La selva amazónica es el lugar ideal para
escribir. Maru, su mujer, lo acompañó. En medio de tanta planta, en la tierra,
en el cielo, horizontes de más árboles. Pedro pensó que su dulce y leal Maru
iba a asustarse de todo.
Tenía una casa vieja, de madera restaurada,
cerca de riachos. Había dos mujeres que ayudaban en todo. Maru no tenía que
cocinar, una actividad que le gustaba. Tuvo que apartarse porque ambas mujeres
se pusieron celosas. La cocina les pertenecía.
El Doctor Manolo Uranga, era un investigador
de plantas, tenía un laboratorio donde hacía sus experimentos. De día trabajaba
en sus temas, de noche escribía.
Maru casi no salía desde que las dos mujeres
le pusieron una culebra bajo la almohada. Ella le contó a Pedro lo sucedido.
El Doctor Uranga las puso de patitas en la
selva. A cambio encontró dos indios de una tribu lejana para reemplazar el
trabajo de las mujeres anteriores. Maru se sintió protegida, ya no estaba sola
adentro de la casa. Además aquellos hombres le dejaron la cocina por su cuenta.
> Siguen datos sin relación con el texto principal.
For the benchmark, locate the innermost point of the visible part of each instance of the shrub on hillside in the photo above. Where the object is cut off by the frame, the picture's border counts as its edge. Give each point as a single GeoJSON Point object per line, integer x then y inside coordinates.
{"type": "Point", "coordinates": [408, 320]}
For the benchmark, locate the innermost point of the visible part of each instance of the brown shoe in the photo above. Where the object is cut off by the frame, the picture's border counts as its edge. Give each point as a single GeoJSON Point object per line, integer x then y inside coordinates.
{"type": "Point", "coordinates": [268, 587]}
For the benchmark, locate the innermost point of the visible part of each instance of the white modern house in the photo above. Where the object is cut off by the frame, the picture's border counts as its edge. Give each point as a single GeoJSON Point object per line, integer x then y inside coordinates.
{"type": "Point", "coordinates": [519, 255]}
Maru preparaba comidas exquisitas mientras
uno de los hombres tendía la mesa larga con un candelabro al medio y la mejor
vajilla que tenían.
Esperaba a Pedro con ansiedad. Volvió tan
tarde que encontró a su mujer acodada sobre la mesa y dormida. Tenía puesto su
vestido más lujoso.
─¡Maru, despertate! Vamos a comer juntos
esta vez, te voy a contar los descubrimientos que hice.
Ella logró levantarse de la silla y corrió a
darle un abrazo.
─¿Qué haces con esa ropa en el medio de la
selva? Me parece algo ridículo. A mí me gustás cuando tenés el piyama puesto y
bien dispuesto.
─Me voy a descansar, no me siento bien, he
tomado el vino que íbamos a compartir. Mi vestido es ridículo, tenés razón,
pero tus ausencias son imperdonables.
─Tenés que comprender, estoy escribiendo un
libro, es algo serio que me lleva más tiempo del que pensaba. Hay dos hombres
en esta casa, que pueden comer con vos, ¿te resultaría denigrante? No quiero
que discrimines.
Se hicieron muy amigos los tres. Contaban
cosas de sus vidas, le enseñaron a tirar con cerbatana y con arco y flechas
venenosas.
Las noches, donde la soledad la agobiaba,
llamaba a uno de los hombres y se pegaba un revolcón. Lo necesitaba, ahora sus
ojos tenían luces nuevas. También probó con el otro. Después con los dos
juntos.
Una noche Pedro llegó temprano y los
descubrió. Insultó a los tres.
─Y vos, Maru, te vas a hacer ver la cabeza
en Buenos Aires.
Dijo Maru:
─Como vos dijiste, no tengo que discriminar.